Understanding Planned Obsolescence

Download Understanding Planned Obsolescence PDF Online Free

Author :
Publisher : Kogan Page Publishers
ISBN 13 : 0749478063
Total Pages : 240 pages
Book Rating : 4.7/5 (494 download)

DOWNLOAD NOW!


Book Synopsis Understanding Planned Obsolescence by : Kamila Pope

Download or read book Understanding Planned Obsolescence written by Kamila Pope and published by Kogan Page Publishers. This book was released on 2017-01-03 with total page 240 pages. Available in PDF, EPUB and Kindle. Book excerpt: Planned obsolescence is a strategy used to make products obsolete, leading to their premature replacement. The result is the over-exploitation of natural resources, increased waste and detrimental social impacts. It is a known practice in consumer electronics and affects other industries as they put profit before consequence. A ground-breaking new book, Understanding Planned Obsolescence looks at the causes, cost and impact of planned obsolescence.
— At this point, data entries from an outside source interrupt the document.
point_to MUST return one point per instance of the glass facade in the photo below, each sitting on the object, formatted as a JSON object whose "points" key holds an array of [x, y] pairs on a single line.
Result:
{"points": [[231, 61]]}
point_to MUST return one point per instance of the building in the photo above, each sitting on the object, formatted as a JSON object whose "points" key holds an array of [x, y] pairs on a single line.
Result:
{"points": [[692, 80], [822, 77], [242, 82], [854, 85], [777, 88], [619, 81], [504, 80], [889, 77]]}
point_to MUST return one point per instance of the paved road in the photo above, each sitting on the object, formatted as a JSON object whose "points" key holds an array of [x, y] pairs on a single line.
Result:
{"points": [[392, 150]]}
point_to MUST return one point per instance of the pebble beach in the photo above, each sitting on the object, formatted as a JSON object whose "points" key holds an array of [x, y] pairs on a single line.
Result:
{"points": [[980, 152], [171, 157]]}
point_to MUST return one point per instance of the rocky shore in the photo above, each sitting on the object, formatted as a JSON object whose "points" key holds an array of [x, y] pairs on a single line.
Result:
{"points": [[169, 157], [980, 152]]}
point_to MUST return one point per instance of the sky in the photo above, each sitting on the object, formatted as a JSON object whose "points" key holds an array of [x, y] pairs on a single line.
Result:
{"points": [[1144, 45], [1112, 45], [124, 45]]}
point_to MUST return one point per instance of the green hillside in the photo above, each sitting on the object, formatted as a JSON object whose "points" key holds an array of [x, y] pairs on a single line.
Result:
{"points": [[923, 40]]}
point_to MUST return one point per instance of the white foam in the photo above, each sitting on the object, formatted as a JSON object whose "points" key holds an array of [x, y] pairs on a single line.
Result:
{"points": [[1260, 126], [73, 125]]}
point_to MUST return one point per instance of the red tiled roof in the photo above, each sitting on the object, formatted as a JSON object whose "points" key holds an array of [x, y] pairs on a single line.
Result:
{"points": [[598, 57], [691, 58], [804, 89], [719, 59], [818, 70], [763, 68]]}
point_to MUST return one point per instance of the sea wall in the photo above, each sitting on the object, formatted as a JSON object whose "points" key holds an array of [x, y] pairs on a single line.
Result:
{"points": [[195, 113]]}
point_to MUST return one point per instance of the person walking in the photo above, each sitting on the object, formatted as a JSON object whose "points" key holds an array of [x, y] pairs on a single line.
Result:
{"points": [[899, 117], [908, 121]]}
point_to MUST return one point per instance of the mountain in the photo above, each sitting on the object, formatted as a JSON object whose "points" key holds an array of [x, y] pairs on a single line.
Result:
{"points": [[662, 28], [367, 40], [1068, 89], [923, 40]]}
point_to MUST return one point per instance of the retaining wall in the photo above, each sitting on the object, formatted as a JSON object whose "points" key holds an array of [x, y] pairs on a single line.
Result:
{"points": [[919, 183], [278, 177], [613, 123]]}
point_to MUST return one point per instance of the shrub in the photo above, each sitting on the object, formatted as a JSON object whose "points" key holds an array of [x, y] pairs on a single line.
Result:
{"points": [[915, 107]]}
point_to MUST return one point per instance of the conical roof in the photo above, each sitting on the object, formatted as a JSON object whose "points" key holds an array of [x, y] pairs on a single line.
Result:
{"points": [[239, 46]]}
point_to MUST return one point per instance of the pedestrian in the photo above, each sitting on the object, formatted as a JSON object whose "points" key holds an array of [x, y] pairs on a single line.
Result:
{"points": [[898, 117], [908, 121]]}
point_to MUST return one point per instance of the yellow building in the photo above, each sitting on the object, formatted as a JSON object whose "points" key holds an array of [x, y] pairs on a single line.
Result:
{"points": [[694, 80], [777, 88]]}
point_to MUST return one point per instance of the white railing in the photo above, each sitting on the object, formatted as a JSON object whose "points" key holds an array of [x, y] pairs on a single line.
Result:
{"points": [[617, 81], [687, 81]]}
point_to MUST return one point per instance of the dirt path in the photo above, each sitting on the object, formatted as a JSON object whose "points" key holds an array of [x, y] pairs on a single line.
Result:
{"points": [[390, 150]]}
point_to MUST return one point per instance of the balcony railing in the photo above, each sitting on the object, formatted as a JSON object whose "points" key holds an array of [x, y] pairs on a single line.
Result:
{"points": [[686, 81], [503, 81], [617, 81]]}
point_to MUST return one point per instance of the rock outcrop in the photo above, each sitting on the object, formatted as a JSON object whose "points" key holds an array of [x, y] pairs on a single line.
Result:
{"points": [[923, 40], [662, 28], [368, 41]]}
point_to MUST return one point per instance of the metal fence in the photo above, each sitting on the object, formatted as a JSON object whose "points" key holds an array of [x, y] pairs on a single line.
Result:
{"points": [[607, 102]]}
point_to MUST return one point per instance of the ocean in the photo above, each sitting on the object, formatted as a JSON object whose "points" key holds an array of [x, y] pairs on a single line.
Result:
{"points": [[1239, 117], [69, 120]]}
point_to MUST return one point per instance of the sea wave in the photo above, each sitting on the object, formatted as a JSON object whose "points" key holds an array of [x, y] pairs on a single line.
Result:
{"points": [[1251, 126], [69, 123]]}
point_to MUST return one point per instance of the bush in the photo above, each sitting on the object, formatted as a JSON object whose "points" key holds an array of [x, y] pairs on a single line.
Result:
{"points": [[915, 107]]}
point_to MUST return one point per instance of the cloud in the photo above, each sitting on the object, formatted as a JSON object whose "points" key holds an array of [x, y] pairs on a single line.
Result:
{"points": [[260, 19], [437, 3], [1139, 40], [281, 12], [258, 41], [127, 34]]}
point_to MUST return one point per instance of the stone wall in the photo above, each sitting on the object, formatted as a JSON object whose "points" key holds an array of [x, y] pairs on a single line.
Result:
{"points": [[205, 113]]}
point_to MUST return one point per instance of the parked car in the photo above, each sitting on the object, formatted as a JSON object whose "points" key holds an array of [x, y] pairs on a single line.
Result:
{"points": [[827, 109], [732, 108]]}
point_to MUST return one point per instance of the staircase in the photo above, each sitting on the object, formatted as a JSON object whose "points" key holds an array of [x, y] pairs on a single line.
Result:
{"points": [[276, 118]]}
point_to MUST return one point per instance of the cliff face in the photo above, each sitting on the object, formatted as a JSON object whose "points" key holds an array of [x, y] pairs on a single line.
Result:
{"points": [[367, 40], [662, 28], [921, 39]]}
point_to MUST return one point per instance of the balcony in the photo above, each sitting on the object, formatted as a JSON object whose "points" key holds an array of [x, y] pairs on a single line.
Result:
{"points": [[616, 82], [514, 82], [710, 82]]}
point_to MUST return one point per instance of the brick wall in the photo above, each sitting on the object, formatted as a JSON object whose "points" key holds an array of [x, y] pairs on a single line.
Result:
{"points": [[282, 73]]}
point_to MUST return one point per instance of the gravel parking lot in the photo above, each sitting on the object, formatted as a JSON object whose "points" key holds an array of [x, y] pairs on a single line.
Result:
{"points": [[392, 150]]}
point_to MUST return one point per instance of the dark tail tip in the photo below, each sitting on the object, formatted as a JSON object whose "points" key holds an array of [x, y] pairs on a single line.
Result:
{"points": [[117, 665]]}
It considers the legal and economic frameworks to overcome the practice and how to mitigate its effects. It also unearths new patterns of production and consumption highlighting more sustainable development models. Including a wide range of case studies from Europe, USA and South America, Understanding Planned Obsolescence is a vital step forward for the future of business and academia alike. Online resources now available include chapter-by-chapter lecturer slides.

Made to Break

Download Made to Break PDF Online Free

Author :
Publisher : Harvard University Press
ISBN 13 : 0674043758
Total Pages : 337 pages
Book Rating : 4.6/5 (74 download)

DOWNLOAD NOW!


Book Synopsis Made to Break by : Giles Slade

Download or read book Made to Break written by Giles Slade and published by Harvard University Press. This book was released on 2009-06-30 with total page 337 pages. Available in PDF, EPUB and Kindle. Book excerpt: Made to Break is a history of twentieth-century technology as seen through the prism of obsolescence. Giles Slade explains how disposability was a necessary condition for America's rejection of tradition and our acceptance of change and impermanence. This book gives us a detailed and harrowing picture of how, by choosing to support ever-shorter product lives, we may well be shortening the future of our way of life as well.

Obsolescence

Download Obsolescence PDF Online Free

Author :
Publisher : University of Chicago Press
ISBN 13 : 022631345X
Total Pages : 203 pages
Book Rating : 4.2/5 (263 download)

DOWNLOAD NOW!


Book Synopsis Obsolescence by : Daniel M. Abramson

Download or read book Obsolescence written by Daniel M. Abramson and published by University of Chicago Press. This book was released on 2016-02-12 with total page 203 pages. Available in PDF, EPUB and Kindle. Book excerpt: Things fall apart. But in his innovative, wide-ranging, and well-illustrated book, Daniel Abramson investigates the American definition of what falling apart entails. We build new buildings partly in response to demand, but even more because we believe that existing buildings are slowly becoming obsolete and need to be replaced. Abramson shows that our idea of obsolescence is a product of our tax code, which was shaped by lobbying from building interests who benefit from the idea that buildings depreciate and need to be replaced. The belief in depreciation is not held worldwide which helps explain why preservation movements struggle more in America than elsewhere. Abramson s tour of our idea of obsolescence culminates in an assessment of recent tropes of sustainability, which struggle to cultivate the idea that the greenest building is the one that already exists."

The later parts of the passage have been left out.